Sebelumnya terjadi insiden titik api yang muncul di salah satu area lahan kosong dalam kawasan pada Senin (24/8/2026) lalu.

Manajemen FKS Land menegaskan, peristiwa tersebut dipastikan hanya menimpa hamparan lahan kosong dan ditumbuhi rumput liar yang mengering.

Selain itu, peristiwa ini terisolasi dengan baik sehingga tidak memakan korban jiwa, tidak ada satu pun bangunan, fasilitas perumahan, area komersial, maupun aset warga yang terdampak oleh kobaran api.

Baca juga: Pegawai Kemenkumham Sulsel Ikuti Simulasi Pemadaman KebakaranSistem mitigasi dan pelaporan di kawasan Tallasa City berjalan efektif. Penanganan titik api berlangsung dengan cepat, terukur, dan terkoordinasi.

Kolaborasi yang solid antara tim internal kawasan dan Dinas Pemadam Kebakaran (Damkar) Kota Makassar membuat api berhasil dipadamkan secara total pada pukul 21.00 WITA.

Sebanyak 8 unit armada pemadam kebakaran dikerahkan ke lokasi untuk melakukan pemadaman sekaligus proses pendinginan (cooling down) guna memastikan tidak ada potensi api susulan.

Lihat video: Mal Nipah Makassar Terbakar, Pengunjung Pingsan hingga Sesak Napas

Yus Tinus Iwan Kurnianto, Makassar Operations Sub Division Head FKS Land menyampaikan apresiasi atas sinergi seluruh pihak yang terlibat sekaligus memberikan pesan penenang kepada masyarakat.

“Kami mengucapkan terima kasih yang sebesar-besarnya kepada tim Damkar Kota Makassar atas respons cepat dan dedikasi yang tinggi di lapangan.
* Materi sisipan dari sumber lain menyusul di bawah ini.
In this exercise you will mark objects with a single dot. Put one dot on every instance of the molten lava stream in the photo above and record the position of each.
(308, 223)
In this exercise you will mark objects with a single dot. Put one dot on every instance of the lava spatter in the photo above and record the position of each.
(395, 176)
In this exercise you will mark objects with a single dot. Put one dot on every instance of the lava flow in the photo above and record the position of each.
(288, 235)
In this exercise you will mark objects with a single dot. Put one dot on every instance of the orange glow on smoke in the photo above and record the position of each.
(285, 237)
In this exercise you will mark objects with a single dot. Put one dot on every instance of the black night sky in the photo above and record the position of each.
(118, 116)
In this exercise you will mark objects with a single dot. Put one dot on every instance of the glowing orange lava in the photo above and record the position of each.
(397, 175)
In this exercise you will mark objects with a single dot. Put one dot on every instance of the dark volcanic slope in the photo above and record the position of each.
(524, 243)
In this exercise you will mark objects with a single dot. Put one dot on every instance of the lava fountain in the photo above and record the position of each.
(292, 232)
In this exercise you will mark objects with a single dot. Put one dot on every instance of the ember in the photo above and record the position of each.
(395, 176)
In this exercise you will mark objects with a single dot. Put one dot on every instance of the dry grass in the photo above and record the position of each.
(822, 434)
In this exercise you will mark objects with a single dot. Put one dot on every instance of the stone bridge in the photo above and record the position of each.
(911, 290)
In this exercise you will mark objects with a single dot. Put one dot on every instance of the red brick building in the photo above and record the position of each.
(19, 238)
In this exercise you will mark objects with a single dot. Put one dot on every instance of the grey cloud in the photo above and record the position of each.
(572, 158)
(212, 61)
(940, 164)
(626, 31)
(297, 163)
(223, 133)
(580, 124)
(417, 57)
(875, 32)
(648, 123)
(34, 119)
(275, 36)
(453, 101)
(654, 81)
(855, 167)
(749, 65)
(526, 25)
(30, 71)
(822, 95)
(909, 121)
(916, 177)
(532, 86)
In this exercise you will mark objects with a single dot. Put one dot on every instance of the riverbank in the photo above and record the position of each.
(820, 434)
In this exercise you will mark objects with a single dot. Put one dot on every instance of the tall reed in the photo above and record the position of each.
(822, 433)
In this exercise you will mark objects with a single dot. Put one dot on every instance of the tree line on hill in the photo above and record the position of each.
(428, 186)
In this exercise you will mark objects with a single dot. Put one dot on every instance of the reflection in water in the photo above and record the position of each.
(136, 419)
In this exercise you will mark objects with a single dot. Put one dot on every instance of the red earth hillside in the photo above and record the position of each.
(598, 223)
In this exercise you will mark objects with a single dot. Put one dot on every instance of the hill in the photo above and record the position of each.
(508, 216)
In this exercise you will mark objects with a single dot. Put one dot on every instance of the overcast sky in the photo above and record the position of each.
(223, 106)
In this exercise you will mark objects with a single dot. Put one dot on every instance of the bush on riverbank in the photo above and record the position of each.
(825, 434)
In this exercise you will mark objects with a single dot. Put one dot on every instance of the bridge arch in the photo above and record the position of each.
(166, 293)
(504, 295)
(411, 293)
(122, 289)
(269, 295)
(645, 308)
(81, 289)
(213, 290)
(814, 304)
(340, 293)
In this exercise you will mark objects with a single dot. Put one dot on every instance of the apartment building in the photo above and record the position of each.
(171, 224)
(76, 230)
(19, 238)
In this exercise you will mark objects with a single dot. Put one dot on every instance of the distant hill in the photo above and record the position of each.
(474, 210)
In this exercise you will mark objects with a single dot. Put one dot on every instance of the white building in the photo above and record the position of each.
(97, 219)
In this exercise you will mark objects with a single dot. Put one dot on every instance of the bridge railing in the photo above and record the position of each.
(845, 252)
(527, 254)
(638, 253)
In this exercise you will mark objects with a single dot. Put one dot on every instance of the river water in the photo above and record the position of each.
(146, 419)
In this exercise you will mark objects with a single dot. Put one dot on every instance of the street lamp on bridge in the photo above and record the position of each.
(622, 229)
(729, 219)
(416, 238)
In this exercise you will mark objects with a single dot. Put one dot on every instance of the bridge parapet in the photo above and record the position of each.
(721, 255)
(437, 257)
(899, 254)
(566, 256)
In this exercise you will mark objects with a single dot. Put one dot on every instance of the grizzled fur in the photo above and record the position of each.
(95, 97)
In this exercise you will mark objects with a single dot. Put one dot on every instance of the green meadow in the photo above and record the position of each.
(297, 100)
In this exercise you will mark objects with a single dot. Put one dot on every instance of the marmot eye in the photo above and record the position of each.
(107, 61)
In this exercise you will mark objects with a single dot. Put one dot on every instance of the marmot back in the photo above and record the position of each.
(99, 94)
Kami ingin meyakinkan kepada seluruh penghuni, pengunjung, dan masyarakat luas bahwa Tallasa City saat ini 100 aman. Titik api yang muncul murni hanya membakar area rumput kering di lahan kosong dan sama sekali tidak menjangkau area permukiman atau bangunan yang ada di kawasan kami,” tegas Yus Tinus Iwan Kurnianto dalam keterangannya, dikutip Jumat (28/8/2026).

Lebih lanjut, manajemen menjadikan momen ini sebagai pengingat bersama untuk meningkatkan kesadaran terhadap kelestarian lingkungan, terutama dalam menghadapi dinamika cuaca. Pihak pengelola kawasan secara aktif mengimbau masyarakat luas untuk senantiasa berhati-hati dan saling menjaga.

“Keamanan dan kenyamanan warga adalah prioritas utama kami. Di samping itu, mari bersama-sama kita jaga alam agar tetap asri, hijau, dan lestari,” tegasnya.